Author: Michael Hiltzak
Ever since the federal government mandated that health insurance cover birth control under the Affordable Care Act without cost-sharing--that is, no co-pay charges or deductibles–Catholic employers have been trying to undercut the requirement.
Fortunately, they’ve been batting zero at the appeals court level, most recently before the 2nd Circuit U.S. Court of Appeals in New York, which last week knocked down an assertion by two Roman Catholic high schools and two Catholic healthcare systems that their religious rights are violated by even the requirement that they put their objections to contraception on the record so the government, their insurers, and their employees can make other arrangements.
The 2nd Circuit thus joins six other appeals courts in finding that the notice requirement doesn’t impose a burden on their religious exercise. No appeals court has ruled the other way. The 2nd Circuit ruled that “the only obligation actually imposed on plaintiffs is identifying themselves as religious objectors” through “a modicum of paperwork,” and that doesn’t come close to a burden on their religious observance. Since the plaintiffs in these lawsuits include many Catholic institutions operating in the secular world, including the University of Notre Dame and Wheaton College, it’s proper to examine how far they’ve been willing to go to try to impose their own religious views on thousands of employees and students who may not share them–even when the institutions are exempt from the mandate itself.
At issue in these cases is the “accommodation” the Obama administration provided to the religious employers objecting to the contraception mandate. According to the accommodation, religious employers that didn’t want to provide these services to employees via their health plans merely had to file a form with their insurers and the Department of Health and Human Services stating that they objected. That filing would make the insurers, not the employers, responsible for providing the contraceptives–in some cases with profitable funding from the federal government.
Yet some employers thought even that procedure made them complicit with a sin. So the government offered a further accommodation: they merely had to send a letter identifying themselves as objectors. That still wasn’t enough. Sending the letter, Notre Dame asserted, still made it a “conduit” between the health plans it contracted with and its employees and students. The law forced it to “contract with a third party willing to provide the very services Notre Dame deems objectionable.”
The judges in these cases take the sincerity of the plaintiffs as, well, gospel. But as Appellate Judge Richard Posner of the 7th Circuit observed in May, their lawsuits aim to extend the reach of their religious objections awfully far–imposing them on private corporations (Aetna and its other insurers) and even on the federal government. No dice, Posner ruled in the Notre Dame case; the accommodation actually serves to “lift a burden from the university’s shoulders.”

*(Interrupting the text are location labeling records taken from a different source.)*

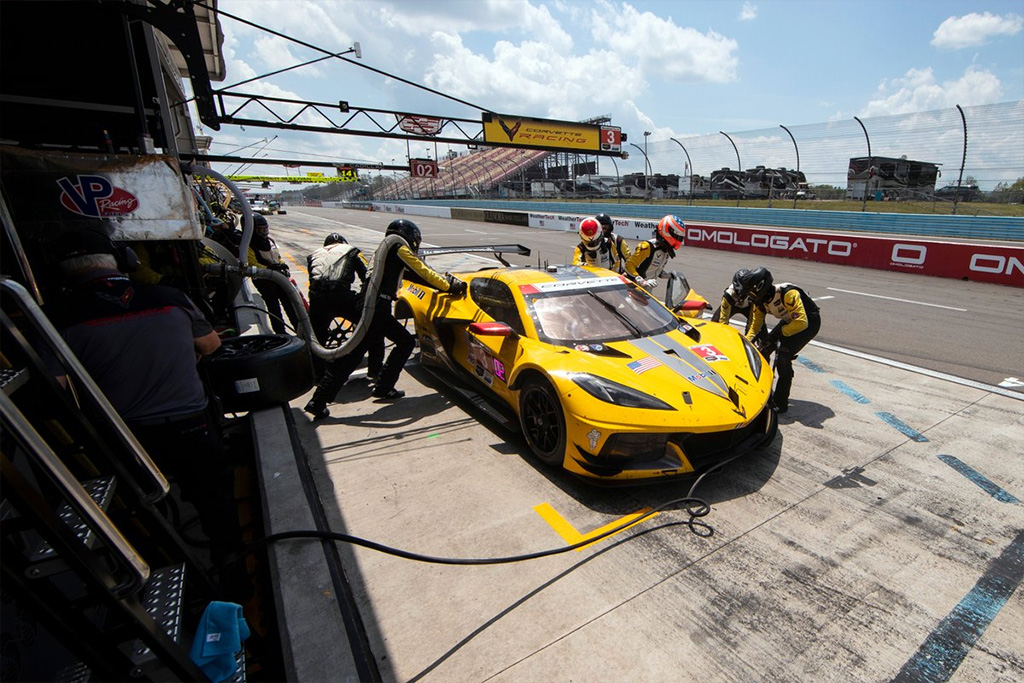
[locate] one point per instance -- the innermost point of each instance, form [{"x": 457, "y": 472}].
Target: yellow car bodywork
[{"x": 603, "y": 379}]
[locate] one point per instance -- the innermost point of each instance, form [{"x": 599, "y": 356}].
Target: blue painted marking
[
  {"x": 983, "y": 482},
  {"x": 899, "y": 425},
  {"x": 850, "y": 391},
  {"x": 944, "y": 649},
  {"x": 810, "y": 365}
]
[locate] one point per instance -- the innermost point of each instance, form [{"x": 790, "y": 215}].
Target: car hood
[{"x": 713, "y": 376}]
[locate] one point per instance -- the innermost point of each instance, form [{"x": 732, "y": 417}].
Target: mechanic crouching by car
[
  {"x": 594, "y": 248},
  {"x": 620, "y": 248},
  {"x": 735, "y": 299},
  {"x": 263, "y": 254},
  {"x": 333, "y": 269},
  {"x": 650, "y": 257},
  {"x": 139, "y": 343},
  {"x": 384, "y": 325},
  {"x": 800, "y": 321}
]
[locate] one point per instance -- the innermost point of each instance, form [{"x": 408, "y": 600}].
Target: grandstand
[{"x": 480, "y": 173}]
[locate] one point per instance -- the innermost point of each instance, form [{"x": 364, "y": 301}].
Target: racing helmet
[
  {"x": 406, "y": 229},
  {"x": 672, "y": 230},
  {"x": 738, "y": 284},
  {"x": 590, "y": 232},
  {"x": 759, "y": 285}
]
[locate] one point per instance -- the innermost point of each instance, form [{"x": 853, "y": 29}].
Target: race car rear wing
[{"x": 496, "y": 250}]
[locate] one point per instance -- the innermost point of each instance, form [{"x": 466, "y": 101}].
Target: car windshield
[{"x": 588, "y": 314}]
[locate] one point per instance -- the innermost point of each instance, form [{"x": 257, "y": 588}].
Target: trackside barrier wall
[
  {"x": 919, "y": 225},
  {"x": 999, "y": 264}
]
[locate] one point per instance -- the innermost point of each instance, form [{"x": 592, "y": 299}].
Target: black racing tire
[
  {"x": 339, "y": 331},
  {"x": 543, "y": 422},
  {"x": 254, "y": 372}
]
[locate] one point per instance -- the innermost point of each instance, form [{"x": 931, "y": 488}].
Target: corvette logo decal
[
  {"x": 510, "y": 131},
  {"x": 709, "y": 352},
  {"x": 643, "y": 365}
]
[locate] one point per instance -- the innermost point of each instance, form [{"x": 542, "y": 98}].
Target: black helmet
[
  {"x": 406, "y": 229},
  {"x": 738, "y": 286},
  {"x": 759, "y": 285}
]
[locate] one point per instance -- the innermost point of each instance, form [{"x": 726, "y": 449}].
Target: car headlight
[
  {"x": 619, "y": 394},
  {"x": 753, "y": 357}
]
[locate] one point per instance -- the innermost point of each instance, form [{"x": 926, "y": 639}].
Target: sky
[{"x": 675, "y": 69}]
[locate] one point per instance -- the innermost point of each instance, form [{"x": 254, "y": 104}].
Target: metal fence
[{"x": 993, "y": 135}]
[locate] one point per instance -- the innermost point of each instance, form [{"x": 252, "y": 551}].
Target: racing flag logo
[{"x": 510, "y": 131}]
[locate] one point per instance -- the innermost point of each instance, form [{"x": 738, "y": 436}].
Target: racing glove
[{"x": 456, "y": 287}]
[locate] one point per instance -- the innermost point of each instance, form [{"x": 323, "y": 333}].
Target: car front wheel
[{"x": 543, "y": 422}]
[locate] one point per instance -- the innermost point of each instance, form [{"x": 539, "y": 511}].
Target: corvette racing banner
[{"x": 541, "y": 132}]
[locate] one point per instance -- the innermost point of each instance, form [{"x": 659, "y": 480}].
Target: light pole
[
  {"x": 650, "y": 169},
  {"x": 646, "y": 169},
  {"x": 689, "y": 165},
  {"x": 797, "y": 148},
  {"x": 739, "y": 166},
  {"x": 619, "y": 182}
]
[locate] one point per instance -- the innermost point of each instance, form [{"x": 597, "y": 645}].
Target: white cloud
[
  {"x": 919, "y": 91},
  {"x": 972, "y": 30},
  {"x": 425, "y": 18},
  {"x": 664, "y": 48},
  {"x": 530, "y": 78}
]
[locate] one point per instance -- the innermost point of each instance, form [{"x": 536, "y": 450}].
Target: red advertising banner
[{"x": 984, "y": 263}]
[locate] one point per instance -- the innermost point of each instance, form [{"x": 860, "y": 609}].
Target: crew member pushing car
[
  {"x": 735, "y": 300},
  {"x": 647, "y": 262},
  {"x": 384, "y": 325},
  {"x": 620, "y": 248},
  {"x": 594, "y": 248},
  {"x": 799, "y": 317}
]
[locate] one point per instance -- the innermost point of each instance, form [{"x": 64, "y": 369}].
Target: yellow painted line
[{"x": 571, "y": 536}]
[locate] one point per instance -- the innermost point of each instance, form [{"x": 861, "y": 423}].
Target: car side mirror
[
  {"x": 676, "y": 291},
  {"x": 494, "y": 329}
]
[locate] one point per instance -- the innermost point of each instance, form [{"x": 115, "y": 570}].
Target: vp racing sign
[
  {"x": 137, "y": 197},
  {"x": 96, "y": 197}
]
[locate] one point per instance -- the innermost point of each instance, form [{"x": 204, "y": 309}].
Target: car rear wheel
[{"x": 543, "y": 422}]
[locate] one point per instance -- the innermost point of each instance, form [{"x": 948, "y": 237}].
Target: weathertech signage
[
  {"x": 541, "y": 133},
  {"x": 986, "y": 263}
]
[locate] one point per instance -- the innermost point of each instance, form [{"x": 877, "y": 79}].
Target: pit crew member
[
  {"x": 620, "y": 248},
  {"x": 647, "y": 262},
  {"x": 799, "y": 317},
  {"x": 594, "y": 248}
]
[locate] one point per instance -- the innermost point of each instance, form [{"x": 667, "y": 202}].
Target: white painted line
[
  {"x": 923, "y": 371},
  {"x": 879, "y": 296},
  {"x": 741, "y": 325}
]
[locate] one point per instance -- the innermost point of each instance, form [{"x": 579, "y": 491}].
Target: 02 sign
[{"x": 423, "y": 168}]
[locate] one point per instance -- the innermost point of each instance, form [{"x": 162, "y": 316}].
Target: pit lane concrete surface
[{"x": 881, "y": 536}]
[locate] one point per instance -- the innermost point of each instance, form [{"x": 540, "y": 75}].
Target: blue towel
[{"x": 218, "y": 637}]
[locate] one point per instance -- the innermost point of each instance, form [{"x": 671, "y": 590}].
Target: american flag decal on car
[{"x": 643, "y": 365}]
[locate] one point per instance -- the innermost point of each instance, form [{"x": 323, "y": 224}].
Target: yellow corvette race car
[{"x": 604, "y": 380}]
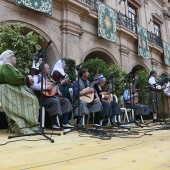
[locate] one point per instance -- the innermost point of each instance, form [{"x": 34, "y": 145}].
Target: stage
[{"x": 72, "y": 152}]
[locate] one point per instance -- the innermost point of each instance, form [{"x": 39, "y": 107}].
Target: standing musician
[
  {"x": 58, "y": 73},
  {"x": 110, "y": 109},
  {"x": 155, "y": 97},
  {"x": 35, "y": 67},
  {"x": 131, "y": 101},
  {"x": 19, "y": 103},
  {"x": 95, "y": 106},
  {"x": 53, "y": 105}
]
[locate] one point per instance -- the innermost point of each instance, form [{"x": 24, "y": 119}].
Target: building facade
[{"x": 73, "y": 29}]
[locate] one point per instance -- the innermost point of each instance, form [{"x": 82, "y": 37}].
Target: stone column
[
  {"x": 71, "y": 31},
  {"x": 154, "y": 64},
  {"x": 166, "y": 15}
]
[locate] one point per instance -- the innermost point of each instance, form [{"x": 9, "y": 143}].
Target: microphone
[
  {"x": 49, "y": 42},
  {"x": 112, "y": 73},
  {"x": 77, "y": 67},
  {"x": 35, "y": 58}
]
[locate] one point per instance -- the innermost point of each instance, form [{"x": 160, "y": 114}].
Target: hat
[
  {"x": 4, "y": 57},
  {"x": 153, "y": 72},
  {"x": 6, "y": 54},
  {"x": 102, "y": 79}
]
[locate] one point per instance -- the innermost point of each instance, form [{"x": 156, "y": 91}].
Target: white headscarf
[
  {"x": 5, "y": 56},
  {"x": 59, "y": 67}
]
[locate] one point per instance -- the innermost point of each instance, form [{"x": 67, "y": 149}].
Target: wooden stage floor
[{"x": 72, "y": 152}]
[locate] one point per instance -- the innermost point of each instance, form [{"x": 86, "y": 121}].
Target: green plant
[
  {"x": 22, "y": 43},
  {"x": 142, "y": 82},
  {"x": 70, "y": 69}
]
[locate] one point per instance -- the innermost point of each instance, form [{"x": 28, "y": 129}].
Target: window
[
  {"x": 132, "y": 17},
  {"x": 157, "y": 29}
]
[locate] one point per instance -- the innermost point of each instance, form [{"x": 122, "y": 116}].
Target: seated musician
[
  {"x": 155, "y": 97},
  {"x": 53, "y": 105},
  {"x": 94, "y": 107},
  {"x": 35, "y": 67},
  {"x": 110, "y": 109},
  {"x": 131, "y": 101},
  {"x": 167, "y": 93},
  {"x": 59, "y": 74},
  {"x": 18, "y": 102}
]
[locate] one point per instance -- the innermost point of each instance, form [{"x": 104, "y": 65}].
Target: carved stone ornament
[
  {"x": 157, "y": 16},
  {"x": 145, "y": 1}
]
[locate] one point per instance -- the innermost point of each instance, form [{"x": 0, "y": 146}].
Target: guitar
[
  {"x": 52, "y": 92},
  {"x": 107, "y": 93},
  {"x": 88, "y": 98}
]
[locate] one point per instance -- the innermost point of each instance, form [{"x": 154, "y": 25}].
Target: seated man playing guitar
[
  {"x": 88, "y": 98},
  {"x": 53, "y": 105},
  {"x": 131, "y": 101},
  {"x": 111, "y": 109}
]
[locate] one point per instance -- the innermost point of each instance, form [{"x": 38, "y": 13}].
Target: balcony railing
[
  {"x": 127, "y": 22},
  {"x": 92, "y": 4},
  {"x": 153, "y": 38}
]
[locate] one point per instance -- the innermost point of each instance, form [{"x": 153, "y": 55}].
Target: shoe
[
  {"x": 114, "y": 124},
  {"x": 55, "y": 127},
  {"x": 67, "y": 126},
  {"x": 118, "y": 123},
  {"x": 96, "y": 125}
]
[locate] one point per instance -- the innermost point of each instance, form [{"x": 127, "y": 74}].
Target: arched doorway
[
  {"x": 102, "y": 54},
  {"x": 52, "y": 53},
  {"x": 138, "y": 67}
]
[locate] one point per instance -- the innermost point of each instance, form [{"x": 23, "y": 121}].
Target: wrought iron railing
[
  {"x": 153, "y": 38},
  {"x": 127, "y": 22},
  {"x": 92, "y": 4}
]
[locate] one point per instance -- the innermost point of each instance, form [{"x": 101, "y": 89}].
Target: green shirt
[{"x": 11, "y": 76}]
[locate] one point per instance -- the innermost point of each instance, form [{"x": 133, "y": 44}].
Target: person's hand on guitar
[
  {"x": 31, "y": 81},
  {"x": 96, "y": 100},
  {"x": 89, "y": 91},
  {"x": 50, "y": 86}
]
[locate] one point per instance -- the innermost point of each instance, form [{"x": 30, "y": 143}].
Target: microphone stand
[
  {"x": 79, "y": 126},
  {"x": 41, "y": 129}
]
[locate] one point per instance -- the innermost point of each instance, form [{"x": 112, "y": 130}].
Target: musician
[
  {"x": 167, "y": 93},
  {"x": 110, "y": 109},
  {"x": 58, "y": 73},
  {"x": 53, "y": 105},
  {"x": 35, "y": 67},
  {"x": 155, "y": 98},
  {"x": 128, "y": 97},
  {"x": 85, "y": 109},
  {"x": 19, "y": 104}
]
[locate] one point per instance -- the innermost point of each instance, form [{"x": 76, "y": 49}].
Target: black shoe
[
  {"x": 114, "y": 124},
  {"x": 157, "y": 120},
  {"x": 55, "y": 127}
]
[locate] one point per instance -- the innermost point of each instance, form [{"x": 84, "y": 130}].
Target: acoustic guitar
[
  {"x": 107, "y": 93},
  {"x": 88, "y": 98},
  {"x": 52, "y": 92}
]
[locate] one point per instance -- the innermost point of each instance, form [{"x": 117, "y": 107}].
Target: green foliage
[
  {"x": 119, "y": 79},
  {"x": 70, "y": 69},
  {"x": 24, "y": 45},
  {"x": 142, "y": 82},
  {"x": 98, "y": 66}
]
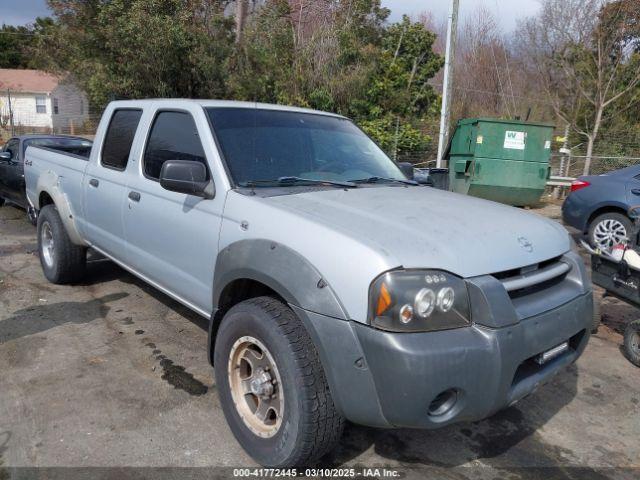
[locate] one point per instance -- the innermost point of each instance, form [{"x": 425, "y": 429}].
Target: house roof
[{"x": 31, "y": 81}]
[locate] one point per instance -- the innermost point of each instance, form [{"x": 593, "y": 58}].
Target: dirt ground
[{"x": 110, "y": 380}]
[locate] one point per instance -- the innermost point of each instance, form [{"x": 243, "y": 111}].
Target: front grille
[{"x": 533, "y": 278}]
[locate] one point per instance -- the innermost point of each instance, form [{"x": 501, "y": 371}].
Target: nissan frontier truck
[{"x": 336, "y": 288}]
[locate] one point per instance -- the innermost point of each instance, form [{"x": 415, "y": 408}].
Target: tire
[
  {"x": 309, "y": 424},
  {"x": 600, "y": 225},
  {"x": 62, "y": 261},
  {"x": 632, "y": 342}
]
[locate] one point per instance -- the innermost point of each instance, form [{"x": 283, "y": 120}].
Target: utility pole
[
  {"x": 452, "y": 33},
  {"x": 241, "y": 16},
  {"x": 13, "y": 131}
]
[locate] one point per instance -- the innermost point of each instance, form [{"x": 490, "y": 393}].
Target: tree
[
  {"x": 139, "y": 48},
  {"x": 15, "y": 43},
  {"x": 586, "y": 57}
]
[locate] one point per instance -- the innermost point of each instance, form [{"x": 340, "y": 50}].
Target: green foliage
[
  {"x": 342, "y": 57},
  {"x": 15, "y": 43},
  {"x": 393, "y": 136}
]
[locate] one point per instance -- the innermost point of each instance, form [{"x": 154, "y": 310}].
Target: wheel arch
[
  {"x": 49, "y": 193},
  {"x": 253, "y": 268}
]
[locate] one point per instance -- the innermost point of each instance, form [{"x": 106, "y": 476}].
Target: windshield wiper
[
  {"x": 383, "y": 179},
  {"x": 284, "y": 181}
]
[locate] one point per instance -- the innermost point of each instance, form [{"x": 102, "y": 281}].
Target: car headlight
[{"x": 418, "y": 301}]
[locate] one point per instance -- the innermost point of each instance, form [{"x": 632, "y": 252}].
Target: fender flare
[
  {"x": 49, "y": 183},
  {"x": 280, "y": 268}
]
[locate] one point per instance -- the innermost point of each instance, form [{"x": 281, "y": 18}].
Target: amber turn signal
[{"x": 384, "y": 299}]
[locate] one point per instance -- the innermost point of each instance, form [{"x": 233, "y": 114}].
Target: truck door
[
  {"x": 10, "y": 174},
  {"x": 105, "y": 184},
  {"x": 173, "y": 237}
]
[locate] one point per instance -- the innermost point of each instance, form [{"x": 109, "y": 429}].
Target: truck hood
[{"x": 421, "y": 227}]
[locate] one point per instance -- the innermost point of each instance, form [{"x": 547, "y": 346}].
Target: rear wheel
[
  {"x": 272, "y": 387},
  {"x": 62, "y": 261},
  {"x": 632, "y": 342},
  {"x": 610, "y": 229}
]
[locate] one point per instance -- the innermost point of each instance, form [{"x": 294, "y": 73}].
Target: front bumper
[{"x": 387, "y": 379}]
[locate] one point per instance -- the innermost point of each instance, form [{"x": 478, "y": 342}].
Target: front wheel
[
  {"x": 62, "y": 261},
  {"x": 610, "y": 229},
  {"x": 632, "y": 342},
  {"x": 272, "y": 387}
]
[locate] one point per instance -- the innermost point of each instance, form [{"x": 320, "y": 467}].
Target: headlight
[{"x": 418, "y": 301}]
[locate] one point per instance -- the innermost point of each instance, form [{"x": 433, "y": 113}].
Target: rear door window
[
  {"x": 174, "y": 136},
  {"x": 119, "y": 138}
]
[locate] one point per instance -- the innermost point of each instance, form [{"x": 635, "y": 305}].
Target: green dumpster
[{"x": 502, "y": 160}]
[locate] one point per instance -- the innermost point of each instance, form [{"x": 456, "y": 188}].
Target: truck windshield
[{"x": 262, "y": 147}]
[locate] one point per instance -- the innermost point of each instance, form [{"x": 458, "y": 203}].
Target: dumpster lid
[{"x": 468, "y": 121}]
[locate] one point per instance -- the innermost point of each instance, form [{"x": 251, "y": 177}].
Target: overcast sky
[{"x": 19, "y": 12}]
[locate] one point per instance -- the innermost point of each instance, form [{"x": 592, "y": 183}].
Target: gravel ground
[{"x": 110, "y": 379}]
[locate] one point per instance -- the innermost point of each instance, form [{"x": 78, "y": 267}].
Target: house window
[{"x": 41, "y": 104}]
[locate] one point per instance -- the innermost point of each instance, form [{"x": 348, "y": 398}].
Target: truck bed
[{"x": 66, "y": 170}]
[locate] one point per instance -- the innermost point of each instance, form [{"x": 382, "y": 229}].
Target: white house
[{"x": 41, "y": 102}]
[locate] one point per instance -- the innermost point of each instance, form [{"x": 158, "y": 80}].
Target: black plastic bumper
[{"x": 391, "y": 379}]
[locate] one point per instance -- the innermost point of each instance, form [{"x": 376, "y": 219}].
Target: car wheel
[
  {"x": 609, "y": 229},
  {"x": 272, "y": 387},
  {"x": 62, "y": 261},
  {"x": 632, "y": 342}
]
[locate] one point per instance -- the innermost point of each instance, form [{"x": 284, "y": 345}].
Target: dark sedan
[
  {"x": 12, "y": 188},
  {"x": 598, "y": 206}
]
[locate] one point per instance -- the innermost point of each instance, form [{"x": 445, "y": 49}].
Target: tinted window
[
  {"x": 270, "y": 144},
  {"x": 119, "y": 138},
  {"x": 174, "y": 136}
]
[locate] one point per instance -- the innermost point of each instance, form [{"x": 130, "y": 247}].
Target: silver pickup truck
[{"x": 336, "y": 288}]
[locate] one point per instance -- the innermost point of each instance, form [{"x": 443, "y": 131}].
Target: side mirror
[
  {"x": 407, "y": 169},
  {"x": 184, "y": 176}
]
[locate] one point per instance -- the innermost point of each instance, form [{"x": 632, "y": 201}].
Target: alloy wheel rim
[
  {"x": 48, "y": 246},
  {"x": 635, "y": 342},
  {"x": 256, "y": 386},
  {"x": 608, "y": 233}
]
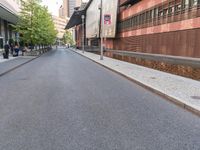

His words were echoed last week by the three-judge appellate panel in New York, which found that the burden on the high schools and other plaintiffs was “merely one of notification, equivalent to the burden historically placed on draft registrants to indicate their conscientious objections to military service.” Once they opt out, the law doesn’t require them to play any role whatsoever in providing birth control to their female employees.
From the inception of the Affordable Care Act, the government has leaned over backward to meet the objections of Catholic employers. First it offered its accommodation to religious entities such as churches, then extended it to secular employers with religious affiliations, like Notre Dame. When some of these objected to submitting a government form attesting to their objections to the mandate, they were permitted to just send a letter. The Supreme Court, meanwhile, extended the rights of religious-affiliated employers to private companies owned by people claiming religious scruples.
The plaintiffs have moved from asserting their own right to not provide contraceptive services to asserting their right to prevent any entity with which they have even a tenuous business relationship from providing these services to their employees, and then to preventing the U.S. government from doing so in their stead. What’s next? Asserting that employees who cash their paychecks shouldn’t be allowed to buy contraceptives with their money?
The courts are right to call a halt to this trend. But the battle isn’t over; although so far every circuit is in accord, nothing stops the Supreme Court from deciding to weigh in. Then all bets will be off, once again.